Effects of separate and combined ETA and ETB blockade on ET-1-induced constriction in perfused rat lungs.

To evaluate the role of endothelin (ET) receptors in ET-1-induced pulmonary vasoreactivity, we studied the effects of ET-receptor agonists and antagonists in isolated perfused rat lungs. ET-1 (1-10 nM) caused concentration-dependent pulmonary vasoconstriction and gross pulmonary edema at a concentration of 10 nM. The combination of the selective ETA antagonist BQ-123 and the selective ETB antagonist BQ-788 inhibited ET-1-induced pulmonary vasoconstriction more effectively than BQ-123 alone, whereas BQ-788 alone enhanced the constriction. ET-1-induced hydrostatic pulmonary edema was prevented by the combination of BQ-123 and BQ-788 but not by either BQ-123 or BQ-788 alone. After the addition of 125 ng of exogenous ET-1, the perfusate levels of ET-1 were significantly higher in BQ-788-treated lungs than in either the vehicle control or BQ-123-treated lungs.

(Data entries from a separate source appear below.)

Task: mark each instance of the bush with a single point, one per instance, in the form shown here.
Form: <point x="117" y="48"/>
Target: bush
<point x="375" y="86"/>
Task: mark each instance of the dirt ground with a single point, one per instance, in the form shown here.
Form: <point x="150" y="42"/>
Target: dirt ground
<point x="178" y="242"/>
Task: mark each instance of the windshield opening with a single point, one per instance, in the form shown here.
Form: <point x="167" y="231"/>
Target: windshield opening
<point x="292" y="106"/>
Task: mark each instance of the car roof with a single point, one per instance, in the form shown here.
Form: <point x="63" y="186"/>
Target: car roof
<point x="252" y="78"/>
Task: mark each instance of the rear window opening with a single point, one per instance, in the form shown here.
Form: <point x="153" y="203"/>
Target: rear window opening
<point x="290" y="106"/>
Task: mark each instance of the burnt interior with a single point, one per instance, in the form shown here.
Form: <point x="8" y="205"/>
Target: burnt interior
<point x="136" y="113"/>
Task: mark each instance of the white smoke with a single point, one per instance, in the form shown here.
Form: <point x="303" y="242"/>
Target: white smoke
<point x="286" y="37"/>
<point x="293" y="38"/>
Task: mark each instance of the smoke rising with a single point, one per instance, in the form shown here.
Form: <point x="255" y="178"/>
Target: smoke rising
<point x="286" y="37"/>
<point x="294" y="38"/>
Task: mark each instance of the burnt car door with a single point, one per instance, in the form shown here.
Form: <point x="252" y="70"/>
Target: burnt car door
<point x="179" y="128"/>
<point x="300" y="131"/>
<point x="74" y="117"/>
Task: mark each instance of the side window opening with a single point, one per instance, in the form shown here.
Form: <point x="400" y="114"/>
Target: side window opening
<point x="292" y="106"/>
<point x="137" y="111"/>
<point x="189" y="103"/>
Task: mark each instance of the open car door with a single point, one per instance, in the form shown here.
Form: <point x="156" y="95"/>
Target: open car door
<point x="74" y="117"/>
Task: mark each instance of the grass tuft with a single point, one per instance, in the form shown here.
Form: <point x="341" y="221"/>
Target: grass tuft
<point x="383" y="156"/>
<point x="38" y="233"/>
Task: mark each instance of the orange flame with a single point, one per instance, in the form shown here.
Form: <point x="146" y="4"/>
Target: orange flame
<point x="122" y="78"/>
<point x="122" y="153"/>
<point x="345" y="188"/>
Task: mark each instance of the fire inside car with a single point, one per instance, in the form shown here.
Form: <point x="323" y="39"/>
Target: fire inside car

The selective ETB agonist IRL-1620 also caused pulmonary vasoconstriction and edema, both of which were completely inhibited by BQ-788. ET-1-induced transient vasodilation was abolished by BQ-788 but was unaffected by BQ-123. These results suggest that in the isolated perfused rat lung, ET-1-induced vasoconstriction is mediated by both ETA and ETB receptors, whereas ET-1-induced transient vasodilation is mediated exclusively by the ETB receptor. Blockade of ETB receptors may result in enhanced ET-1 activity (via the ETA receptor) through inhibition of the ETB-mediated clearance of ET-1. Thus combined ETA and ETB blockade is required for the complete inhibition of ET-1-induced vasoconstriction in the rat pulmonary circulation.